Conteúdo digital

Quando a inovação é inibida

Edição XXVII | 05 - Set . 2023
Instituto Cato-pr@cato.org
   O ditado “Siga a ciência”, ao formular políticas públicas, tem sido muito mencionada, mas não é tão simples quanto parece. Deixe-nos explicar.

   O astrofísico e escritor científico Ethan Siegel escreveu recentemente: “A ciência é uma forma de pensar sobre o mundo, um processo de investigação, e também o conjunto completo de conhecimento acumulamos coletivamente sobre algo”. Baseia-se no “método científico”, um processo rigoroso que revela novas informações, ou conhecimentos, que nos permitem saber o que sabemos.
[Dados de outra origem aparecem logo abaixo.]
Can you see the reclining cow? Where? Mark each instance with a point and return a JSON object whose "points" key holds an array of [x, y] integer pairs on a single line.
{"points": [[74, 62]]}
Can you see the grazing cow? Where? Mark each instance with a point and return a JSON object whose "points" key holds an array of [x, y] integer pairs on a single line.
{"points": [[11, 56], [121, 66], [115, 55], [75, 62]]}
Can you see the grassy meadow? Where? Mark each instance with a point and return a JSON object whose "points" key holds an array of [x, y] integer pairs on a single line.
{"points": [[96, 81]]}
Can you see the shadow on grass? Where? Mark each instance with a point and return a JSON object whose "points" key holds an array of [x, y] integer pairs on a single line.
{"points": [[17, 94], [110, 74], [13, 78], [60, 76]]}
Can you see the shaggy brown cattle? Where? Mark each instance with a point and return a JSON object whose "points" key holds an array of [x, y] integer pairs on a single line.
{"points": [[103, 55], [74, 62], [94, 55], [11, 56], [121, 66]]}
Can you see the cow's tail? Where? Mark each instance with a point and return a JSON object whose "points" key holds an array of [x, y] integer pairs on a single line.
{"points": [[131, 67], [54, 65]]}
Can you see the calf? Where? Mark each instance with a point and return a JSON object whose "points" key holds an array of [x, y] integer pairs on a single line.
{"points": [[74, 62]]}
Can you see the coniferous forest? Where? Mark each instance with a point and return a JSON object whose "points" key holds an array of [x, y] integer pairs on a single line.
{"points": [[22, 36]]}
   Mas simplesmente dizer que o conhecimento científico, e não a própria ciência, deve orientar as políticas, é insuficiente. Falta um ingrediente essencial: os juízos de valor!

   O conhecimento criado pela ciência diz-nos, com uma precisão cada vez maior, o que o mundo é, mas não nos diz o que o mundo deveria ser. Esta lacuna entre “é” e “deve”, que não pode ser preenchida pela lógica ou pela razão, foi articulada pelo filósofo escocês David Hume. Só pode ser preenchido por juízos de valor, sejam eles morais, religiosos ou políticos.

   Julgamentos de valor são necessários por causa de compensações. As decisões podem ser informadas pelo conhecimento científico, mas não são dispositivas porque valores diferentes podem levar a decisões diferentes baseadas no mesmo corpo de conhecimento científico aceito. 

   Consideremos, por exemplo, o Projeto Ferroviário de Alta Velocidade da Califórnia, que ligaria São Francisco a Los Angeles. Embora seja tecnicamente viável, saber se o custo vale a pena é um julgamento de valor, e tem mudado ao longo dos anos. Em março de 2023, de acordo com um relatório de atualização do projeto da Autoridade Ferroviária de Alta Velocidade da Califórnia, o preço do sistema subiu para US$ 128 bilhões. Isto representa um aumento de quase 22% em relação à estimativa do ano passado de 105 mil milhões de dólares e muito longe dos 33 mil milhões de dólares aprovados pelos eleitores em 2008. Esse desembolso maciço desvia inevitavelmente recursos governamentais de outros projetos - e dos bolsos dos contribuintes - e do que é rentável, eficaz e socialmente vantajoso, é uma questão de julgamento de valor.

Engenharia genética 

   A interação do conhecimento científico e dos juízos de valor também se aplica às opiniões sobre tecnologias inovadoras, desde a energia nuclear e o fracking, até à engenharia genética. Concentremo-nos no último deles, um interesse particular nosso.

   Quando se trata das objecções de há décadas de certos ativistas aos avanços socialmente importantes na “engenharia genética” ou “modificação genética”, argumentaríamos que eles estavam errados tanto na ciência como nos julgamentos de valor.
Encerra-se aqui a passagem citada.